Place the melted white chocolate in the bowl of a food processor.
In a small saucepan combine the cream and butter; place the pan over medium heat. Bring the mixture to a simmer, stirring occasionally, but don't allow it to boil.
With the food processor running, carefully pour the hot cream mixture through the feed tube into the white chocolate. Process the mixture until smooth, stopping to scrape the sides of the bowl if necessary. If the oil starts to separate from the white chocolate, continue to process until it becomes smooth again and has the thick texture of cake batter. Add the vanilla extract and process briefly to mix it in.
Scrape the white chocolate mixture into a bowl and chill in the refrigerator for 2 to 3 hours, or until very firm.
Dust your hands with powdered sugar. Form the white chocolate into balls, then roll one end of each ball between your palms and pinch it gently to make an egg shape. Place the eggs on a baking sheet covered with parchment paper or waxed paper. Refrigerate the eggs while you prepare the candy coating.
Melt the white candy coating in the microwave in 30-second increments, stirring after every 30 seconds to prevent overheating. Divide the white coating between 3 bowls--you will work with 1 bowl at a time, so keep 2 in reserve and just work with 1 initially.
Place each color of candy coating disks in separate small bowls. Melt each color of candy coating.
Use a spoon to drizzle several different colors of candy coating on top of the first bowl of melted white coating. The colors will mix together as you dip the truffles, so try to choose colors that blend well and won't immediately produce a muddy color. Don't worry about swirling them together -- the dipping process will handle that!

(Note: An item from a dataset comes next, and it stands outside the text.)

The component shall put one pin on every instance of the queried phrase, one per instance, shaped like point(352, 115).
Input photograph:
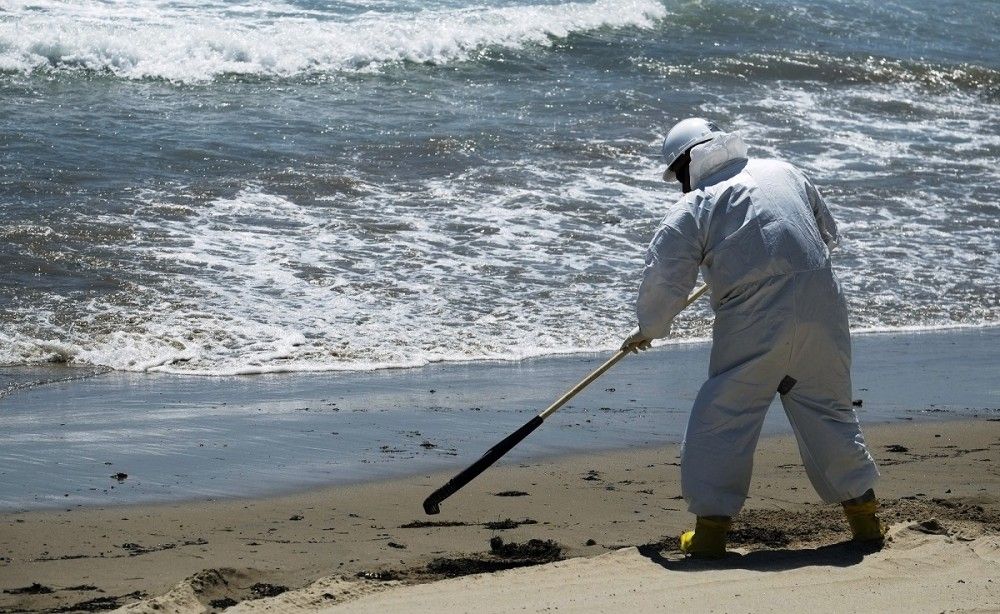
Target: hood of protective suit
point(711, 156)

Submerge a truffle completely in the coating. Use a fork or dipping tools to fish it out of the coating. As you bring it out of the bowl, swirl it around a little to make sure that the top is coated with a variety of colors. Place the truffle back on the baking sheet, and repeat with the next truffle.

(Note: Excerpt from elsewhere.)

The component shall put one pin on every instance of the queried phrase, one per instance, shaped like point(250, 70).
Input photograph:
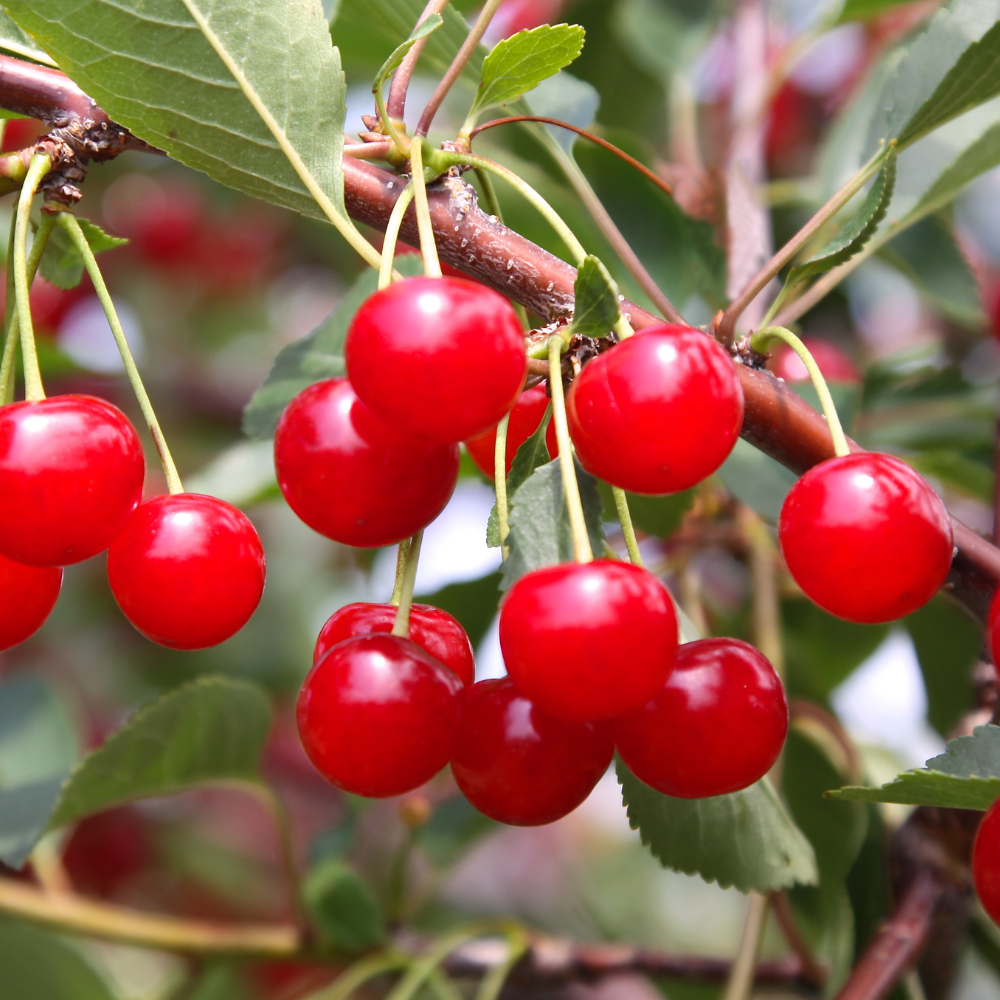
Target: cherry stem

After dipping several truffles, the candy coating colors in the bowl will become indistinct, so at this point, drizzle more colored candy coating on top of the white coating to get vibrant swirls. Repeat until the coating in the bowl is too low for dipping or until the white coating is no longer white. Scrape the coating out of the bowl (it can be saved and used for another purpose) and use your reserved bowls of white coating just like you did the first. Repeat this process, using different colors, until all of your truffles are dipped.
Refrigerate the tray to set the coating, about 15 minutes. For the best taste and texture, serve these truffles at room temperature.